When you're running production AI agents, you don't get to rely on launch-day benchmarks alone. That's the philosophy behind MarginLab's daily tracker, which tests Claude Code against a curated subset of SWE-Bench-Pro using the plain CLI with no custom harness—catching exactly the kind of silent, day-to-day regressions that published numbers can't reveal. In late May, their monitoring caught something significant: Opus 4.7's pass rate dropped well below its established 65% baseline and stayed there for five consecutive days before recovering the moment Opus 4.8 shipped on May 28.
What the Tracker Found
The degradation wasn't subtle. Looking at daily pass rates, performance cratered from a stable 64% around mid-May down to the 50-54% range through late May—a sustained collapse that fell well outside the ±13.0% significance threshold (p < 0.05). The weekly rolling average told the same story in aggregate. Other per-run metrics remained steady—output tokens, runtime—making this look less like a model capability issue and more like something in the execution layer was breaking down.

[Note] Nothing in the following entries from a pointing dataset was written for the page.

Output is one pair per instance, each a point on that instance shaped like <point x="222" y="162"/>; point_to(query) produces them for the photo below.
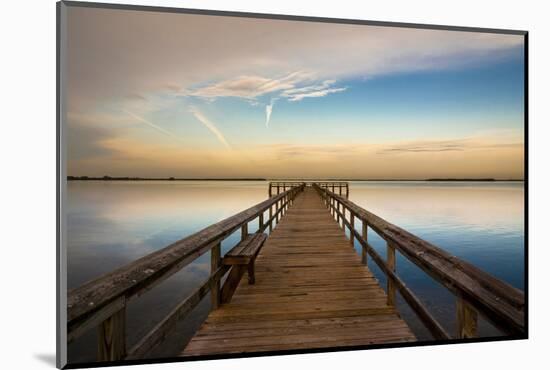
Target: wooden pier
<point x="311" y="291"/>
<point x="294" y="282"/>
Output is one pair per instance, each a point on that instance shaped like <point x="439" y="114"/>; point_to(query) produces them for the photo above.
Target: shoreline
<point x="108" y="178"/>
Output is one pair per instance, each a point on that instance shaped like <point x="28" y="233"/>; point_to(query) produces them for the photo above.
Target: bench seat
<point x="241" y="257"/>
<point x="246" y="251"/>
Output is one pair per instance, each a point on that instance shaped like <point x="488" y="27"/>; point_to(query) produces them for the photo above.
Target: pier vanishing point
<point x="293" y="282"/>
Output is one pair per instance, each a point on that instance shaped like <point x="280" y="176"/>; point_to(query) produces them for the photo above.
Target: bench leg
<point x="230" y="285"/>
<point x="251" y="275"/>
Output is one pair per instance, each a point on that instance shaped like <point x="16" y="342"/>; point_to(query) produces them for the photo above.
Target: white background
<point x="27" y="207"/>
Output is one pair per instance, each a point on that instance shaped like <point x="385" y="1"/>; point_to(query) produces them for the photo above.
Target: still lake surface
<point x="112" y="223"/>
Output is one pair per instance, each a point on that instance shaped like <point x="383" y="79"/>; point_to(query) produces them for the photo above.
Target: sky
<point x="160" y="95"/>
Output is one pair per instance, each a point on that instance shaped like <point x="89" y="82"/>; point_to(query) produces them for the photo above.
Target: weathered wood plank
<point x="162" y="329"/>
<point x="499" y="302"/>
<point x="141" y="275"/>
<point x="111" y="337"/>
<point x="466" y="319"/>
<point x="306" y="276"/>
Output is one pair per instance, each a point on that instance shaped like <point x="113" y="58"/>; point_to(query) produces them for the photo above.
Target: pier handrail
<point x="476" y="291"/>
<point x="101" y="302"/>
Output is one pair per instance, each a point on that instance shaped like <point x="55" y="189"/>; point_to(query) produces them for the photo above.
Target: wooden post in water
<point x="391" y="265"/>
<point x="260" y="221"/>
<point x="270" y="218"/>
<point x="215" y="259"/>
<point x="364" y="234"/>
<point x="111" y="337"/>
<point x="466" y="319"/>
<point x="244" y="231"/>
<point x="351" y="228"/>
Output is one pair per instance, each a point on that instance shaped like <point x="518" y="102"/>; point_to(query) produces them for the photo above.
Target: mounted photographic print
<point x="235" y="184"/>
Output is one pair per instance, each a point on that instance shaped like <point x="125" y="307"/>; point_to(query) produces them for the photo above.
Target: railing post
<point x="244" y="231"/>
<point x="351" y="228"/>
<point x="270" y="218"/>
<point x="260" y="221"/>
<point x="391" y="265"/>
<point x="364" y="233"/>
<point x="343" y="217"/>
<point x="111" y="337"/>
<point x="466" y="319"/>
<point x="215" y="259"/>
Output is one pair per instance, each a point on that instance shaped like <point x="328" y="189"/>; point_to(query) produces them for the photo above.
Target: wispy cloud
<point x="249" y="87"/>
<point x="312" y="91"/>
<point x="151" y="124"/>
<point x="268" y="111"/>
<point x="209" y="125"/>
<point x="293" y="86"/>
<point x="437" y="146"/>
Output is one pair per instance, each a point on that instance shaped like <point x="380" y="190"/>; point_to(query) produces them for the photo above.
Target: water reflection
<point x="112" y="223"/>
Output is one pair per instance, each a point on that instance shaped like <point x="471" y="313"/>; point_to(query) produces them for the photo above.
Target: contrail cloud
<point x="210" y="126"/>
<point x="268" y="111"/>
<point x="151" y="124"/>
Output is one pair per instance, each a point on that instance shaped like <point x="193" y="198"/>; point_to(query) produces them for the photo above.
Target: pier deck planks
<point x="311" y="291"/>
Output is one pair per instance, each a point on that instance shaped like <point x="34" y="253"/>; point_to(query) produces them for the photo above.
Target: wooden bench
<point x="241" y="258"/>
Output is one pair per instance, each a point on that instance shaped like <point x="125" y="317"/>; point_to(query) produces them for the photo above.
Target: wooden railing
<point x="475" y="291"/>
<point x="276" y="187"/>
<point x="340" y="187"/>
<point x="101" y="303"/>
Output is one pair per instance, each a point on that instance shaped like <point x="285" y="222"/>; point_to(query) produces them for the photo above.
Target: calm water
<point x="112" y="223"/>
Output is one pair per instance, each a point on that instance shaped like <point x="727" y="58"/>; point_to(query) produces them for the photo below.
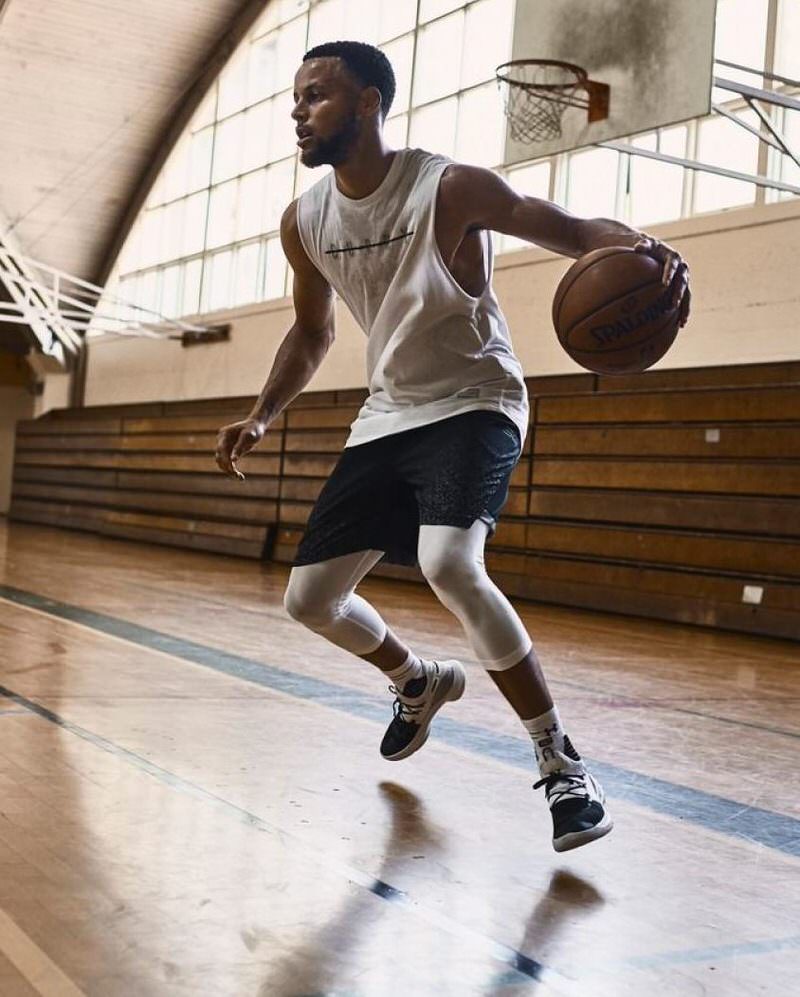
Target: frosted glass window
<point x="194" y="223"/>
<point x="290" y="51"/>
<point x="172" y="231"/>
<point x="395" y="17"/>
<point x="361" y="20"/>
<point x="487" y="40"/>
<point x="394" y="131"/>
<point x="438" y="58"/>
<point x="246" y="274"/>
<point x="222" y="214"/>
<point x="434" y="127"/>
<point x="326" y="22"/>
<point x="481" y="127"/>
<point x="723" y="143"/>
<point x="592" y="183"/>
<point x="787" y="42"/>
<point x="170" y="291"/>
<point x="250" y="207"/>
<point x="217" y="281"/>
<point x="228" y="149"/>
<point x="279" y="185"/>
<point x="400" y="54"/>
<point x="175" y="176"/>
<point x="190" y="298"/>
<point x="233" y="83"/>
<point x="200" y="159"/>
<point x="273" y="269"/>
<point x="151" y="236"/>
<point x="435" y="8"/>
<point x="263" y="68"/>
<point x="282" y="139"/>
<point x="741" y="32"/>
<point x="255" y="137"/>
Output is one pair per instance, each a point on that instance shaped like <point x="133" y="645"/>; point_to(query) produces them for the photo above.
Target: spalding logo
<point x="614" y="331"/>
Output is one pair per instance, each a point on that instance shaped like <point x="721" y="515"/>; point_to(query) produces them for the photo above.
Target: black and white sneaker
<point x="576" y="802"/>
<point x="417" y="704"/>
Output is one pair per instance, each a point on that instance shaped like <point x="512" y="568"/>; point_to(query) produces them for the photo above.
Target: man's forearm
<point x="597" y="233"/>
<point x="297" y="360"/>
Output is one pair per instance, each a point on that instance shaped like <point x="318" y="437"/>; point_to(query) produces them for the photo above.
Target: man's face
<point x="325" y="111"/>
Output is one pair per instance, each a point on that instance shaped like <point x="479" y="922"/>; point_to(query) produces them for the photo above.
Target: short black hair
<point x="368" y="64"/>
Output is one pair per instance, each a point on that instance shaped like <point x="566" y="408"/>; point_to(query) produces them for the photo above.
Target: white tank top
<point x="433" y="351"/>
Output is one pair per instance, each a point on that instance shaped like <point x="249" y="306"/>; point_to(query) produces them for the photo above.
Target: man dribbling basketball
<point x="403" y="237"/>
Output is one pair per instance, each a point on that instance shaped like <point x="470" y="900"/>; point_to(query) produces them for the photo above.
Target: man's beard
<point x="334" y="150"/>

The Smoking Gun: CLI Version Correlation
Here's where it gets interesting. Every benchmark run records which Claude Code CLI version executed it. When MarginLab lined those versions up against daily pass rates, the pattern became unmistakable. On May 21, Claude Code v2.1.148 ran and posted a clean 64%. The very next day—May 22—v2.1.150 dropped performance to 50%. That same CLI version persisted through May 25, holding the pass rate at 50%, 54%, and 50% respectively. Even after upgrading to v2.1.152 on May 26, numbers stayed depressed at 52%. The moment v2.1.153 landed on May 27, everything snapped back to 66%. By May 28 with Opus 4.8 now in the mix, pass rate hit 72%—well above baseline.

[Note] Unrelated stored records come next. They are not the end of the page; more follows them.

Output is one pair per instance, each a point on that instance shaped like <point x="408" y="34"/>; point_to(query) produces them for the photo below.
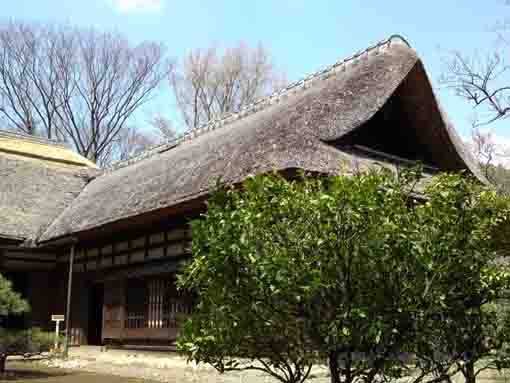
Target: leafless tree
<point x="82" y="86"/>
<point x="128" y="143"/>
<point x="211" y="83"/>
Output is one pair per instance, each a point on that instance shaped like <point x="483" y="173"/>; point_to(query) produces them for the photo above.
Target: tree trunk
<point x="3" y="358"/>
<point x="469" y="372"/>
<point x="333" y="366"/>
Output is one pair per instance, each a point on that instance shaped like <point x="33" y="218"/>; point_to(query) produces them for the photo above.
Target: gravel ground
<point x="160" y="367"/>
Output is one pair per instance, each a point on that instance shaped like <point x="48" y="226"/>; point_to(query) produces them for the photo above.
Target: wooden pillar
<point x="68" y="305"/>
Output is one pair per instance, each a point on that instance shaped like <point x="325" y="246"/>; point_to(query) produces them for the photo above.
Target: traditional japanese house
<point x="123" y="231"/>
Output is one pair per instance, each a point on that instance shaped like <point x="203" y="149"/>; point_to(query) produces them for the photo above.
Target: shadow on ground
<point x="29" y="372"/>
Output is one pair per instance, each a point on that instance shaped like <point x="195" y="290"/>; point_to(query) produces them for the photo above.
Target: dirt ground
<point x="31" y="372"/>
<point x="89" y="364"/>
<point x="114" y="366"/>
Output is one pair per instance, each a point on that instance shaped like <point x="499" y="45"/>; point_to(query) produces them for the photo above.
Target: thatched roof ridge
<point x="259" y="104"/>
<point x="33" y="193"/>
<point x="295" y="130"/>
<point x="29" y="146"/>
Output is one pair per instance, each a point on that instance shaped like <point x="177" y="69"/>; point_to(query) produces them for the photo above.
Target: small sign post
<point x="57" y="319"/>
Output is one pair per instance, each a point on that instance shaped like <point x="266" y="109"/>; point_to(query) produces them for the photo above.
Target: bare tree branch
<point x="210" y="83"/>
<point x="82" y="86"/>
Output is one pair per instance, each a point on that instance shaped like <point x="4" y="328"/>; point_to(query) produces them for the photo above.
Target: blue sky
<point x="303" y="35"/>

What Changed in the Agent Behavior
Alongside the CLI version correlation, two behavioral metrics stood out during the degraded window: tool calls and input tokens. Tool calls spiked roughly 60% per task across those five days while input tokens simultaneously dropped. The agent was looping harder, making more function invocations to accomplish the same work, but feeding less context in each attempt. Both patterns vanished the instant v2.1.153 shipped. This points directly at something introduced around v2.1.150 and v2.1.151 that changed how Claude Code interacts with tools—potentially a prompt injection issue, a tool result parsing change, or a retry loop problem.

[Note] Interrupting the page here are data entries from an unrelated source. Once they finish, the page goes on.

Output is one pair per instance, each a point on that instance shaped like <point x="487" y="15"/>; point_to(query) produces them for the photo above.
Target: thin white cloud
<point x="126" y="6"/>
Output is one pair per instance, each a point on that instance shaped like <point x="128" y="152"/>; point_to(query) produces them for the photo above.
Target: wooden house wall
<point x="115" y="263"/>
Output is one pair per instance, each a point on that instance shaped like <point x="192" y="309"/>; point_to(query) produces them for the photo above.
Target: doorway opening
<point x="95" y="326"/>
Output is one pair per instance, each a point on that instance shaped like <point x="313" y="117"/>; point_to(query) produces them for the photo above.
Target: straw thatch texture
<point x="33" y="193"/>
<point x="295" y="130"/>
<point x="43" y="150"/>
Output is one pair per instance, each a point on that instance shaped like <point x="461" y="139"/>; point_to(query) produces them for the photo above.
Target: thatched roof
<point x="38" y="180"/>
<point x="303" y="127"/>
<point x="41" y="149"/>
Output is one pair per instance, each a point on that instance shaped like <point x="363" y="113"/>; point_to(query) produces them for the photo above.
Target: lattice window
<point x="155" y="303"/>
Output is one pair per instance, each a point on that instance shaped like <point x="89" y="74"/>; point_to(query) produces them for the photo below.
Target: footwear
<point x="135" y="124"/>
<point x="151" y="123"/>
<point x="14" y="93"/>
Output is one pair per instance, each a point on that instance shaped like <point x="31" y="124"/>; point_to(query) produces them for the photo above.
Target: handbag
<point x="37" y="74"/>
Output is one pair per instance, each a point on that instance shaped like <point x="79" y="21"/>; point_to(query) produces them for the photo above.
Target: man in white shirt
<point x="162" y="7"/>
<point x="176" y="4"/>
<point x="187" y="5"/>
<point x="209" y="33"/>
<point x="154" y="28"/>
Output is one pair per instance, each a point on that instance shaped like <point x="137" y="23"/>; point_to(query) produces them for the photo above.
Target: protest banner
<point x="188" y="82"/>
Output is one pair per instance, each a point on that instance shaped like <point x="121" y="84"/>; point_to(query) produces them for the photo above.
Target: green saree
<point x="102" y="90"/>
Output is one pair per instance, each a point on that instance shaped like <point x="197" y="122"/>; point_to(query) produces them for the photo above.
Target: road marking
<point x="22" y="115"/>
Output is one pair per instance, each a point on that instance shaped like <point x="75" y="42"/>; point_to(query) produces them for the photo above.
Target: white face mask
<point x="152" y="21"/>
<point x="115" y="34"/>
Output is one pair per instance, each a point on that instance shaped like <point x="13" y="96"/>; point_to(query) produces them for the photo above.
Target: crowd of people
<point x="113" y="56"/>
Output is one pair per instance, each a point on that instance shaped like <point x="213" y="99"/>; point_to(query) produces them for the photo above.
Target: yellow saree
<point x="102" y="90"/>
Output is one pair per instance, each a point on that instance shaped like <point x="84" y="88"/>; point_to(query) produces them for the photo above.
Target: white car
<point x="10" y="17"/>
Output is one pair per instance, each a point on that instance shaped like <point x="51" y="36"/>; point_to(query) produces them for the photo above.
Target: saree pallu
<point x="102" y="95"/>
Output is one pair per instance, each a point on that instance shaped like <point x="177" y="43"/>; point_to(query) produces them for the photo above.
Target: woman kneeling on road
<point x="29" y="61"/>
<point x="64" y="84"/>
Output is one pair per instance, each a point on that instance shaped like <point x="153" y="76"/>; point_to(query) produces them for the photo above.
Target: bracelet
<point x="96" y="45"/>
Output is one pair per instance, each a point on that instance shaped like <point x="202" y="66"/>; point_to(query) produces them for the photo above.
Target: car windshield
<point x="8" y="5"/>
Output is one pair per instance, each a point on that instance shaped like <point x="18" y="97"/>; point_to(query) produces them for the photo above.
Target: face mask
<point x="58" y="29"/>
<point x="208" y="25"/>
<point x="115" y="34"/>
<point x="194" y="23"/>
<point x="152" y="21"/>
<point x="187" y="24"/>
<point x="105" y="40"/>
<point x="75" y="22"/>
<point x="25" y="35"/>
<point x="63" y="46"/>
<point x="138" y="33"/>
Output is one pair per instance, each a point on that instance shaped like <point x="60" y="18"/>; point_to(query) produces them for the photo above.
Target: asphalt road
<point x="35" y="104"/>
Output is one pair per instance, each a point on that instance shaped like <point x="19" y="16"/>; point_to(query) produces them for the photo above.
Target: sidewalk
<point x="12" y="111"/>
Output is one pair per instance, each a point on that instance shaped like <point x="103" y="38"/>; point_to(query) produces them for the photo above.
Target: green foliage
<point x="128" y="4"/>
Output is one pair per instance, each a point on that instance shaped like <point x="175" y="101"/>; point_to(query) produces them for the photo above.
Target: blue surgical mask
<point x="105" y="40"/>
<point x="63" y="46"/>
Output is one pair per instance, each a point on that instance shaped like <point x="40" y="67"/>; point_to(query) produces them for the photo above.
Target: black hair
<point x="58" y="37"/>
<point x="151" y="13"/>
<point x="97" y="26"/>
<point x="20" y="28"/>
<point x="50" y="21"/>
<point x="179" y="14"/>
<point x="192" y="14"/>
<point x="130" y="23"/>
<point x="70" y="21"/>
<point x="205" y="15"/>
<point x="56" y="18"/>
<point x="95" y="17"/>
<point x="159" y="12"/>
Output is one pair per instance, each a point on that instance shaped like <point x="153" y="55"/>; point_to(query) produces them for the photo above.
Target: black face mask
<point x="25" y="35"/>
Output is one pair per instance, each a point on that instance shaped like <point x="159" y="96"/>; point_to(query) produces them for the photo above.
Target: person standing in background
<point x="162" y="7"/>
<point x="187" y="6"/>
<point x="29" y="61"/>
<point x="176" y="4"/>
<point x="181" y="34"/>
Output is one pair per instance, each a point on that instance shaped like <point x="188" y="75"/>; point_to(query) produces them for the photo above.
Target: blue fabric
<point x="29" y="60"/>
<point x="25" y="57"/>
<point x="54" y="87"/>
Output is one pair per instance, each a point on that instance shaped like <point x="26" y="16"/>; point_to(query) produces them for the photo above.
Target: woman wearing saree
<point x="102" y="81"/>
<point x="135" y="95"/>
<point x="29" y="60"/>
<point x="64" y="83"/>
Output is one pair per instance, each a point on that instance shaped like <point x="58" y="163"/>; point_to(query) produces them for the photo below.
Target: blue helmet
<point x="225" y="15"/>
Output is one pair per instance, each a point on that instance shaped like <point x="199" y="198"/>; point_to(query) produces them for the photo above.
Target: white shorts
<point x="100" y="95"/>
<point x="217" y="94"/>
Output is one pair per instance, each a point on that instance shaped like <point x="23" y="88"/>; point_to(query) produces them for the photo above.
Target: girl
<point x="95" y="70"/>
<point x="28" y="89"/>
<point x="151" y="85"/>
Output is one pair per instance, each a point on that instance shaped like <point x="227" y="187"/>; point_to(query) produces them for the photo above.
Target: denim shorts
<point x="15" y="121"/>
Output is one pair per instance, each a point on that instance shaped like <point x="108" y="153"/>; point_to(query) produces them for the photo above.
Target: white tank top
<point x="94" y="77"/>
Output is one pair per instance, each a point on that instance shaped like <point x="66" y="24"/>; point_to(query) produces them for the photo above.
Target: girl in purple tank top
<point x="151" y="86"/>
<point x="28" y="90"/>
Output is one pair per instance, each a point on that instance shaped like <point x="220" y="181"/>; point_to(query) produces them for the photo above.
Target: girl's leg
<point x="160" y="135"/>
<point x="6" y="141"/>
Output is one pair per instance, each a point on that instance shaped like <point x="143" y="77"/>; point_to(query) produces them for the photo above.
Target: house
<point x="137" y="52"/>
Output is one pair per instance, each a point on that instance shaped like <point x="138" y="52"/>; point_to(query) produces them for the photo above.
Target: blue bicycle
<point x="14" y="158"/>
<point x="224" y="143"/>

Conclusion: Harness Issue, Not Model Regression
MarginLab's verdict is clear: this appears to be a harness issue in the CLI layer rather than an Opus 4.7 model regression. The timing aligns with Claude Code updates while the underlying model remained unchanged, and the behavioral signature—increased tool calls, decreased input tokens—is characteristic of execution-layer bugs rather than capability drift. This isn't MarginLab's first time catching pre-release degradation aligned with new model launches, either.
Key Takeaways
- Daily production benchmarks caught a five-day performance collapse in Opus 4.7 that stayed hidden from launch-day metrics
- The regression correlated exactly with Claude Code CLI v2.1.150 and v2.1.152—not the model version
- Agents made ~60% more tool calls per task during the degraded period, suggesting execution-layer issues rather than capability problems
- Performance snapped back to 66%+ immediately upon upgrading to v2.1.153, confirming a CLI-level fix
The Bottom Line
This is exactly why you can't trust benchmark numbers alone—someone has to be watching production behavior in real time. MarginLab just proved their monitoring infrastructure caught something Anthropic's own release process apparently missed. If you're running Claude Code in critical pipelines, now might be a good time to audit what version you've got deployed.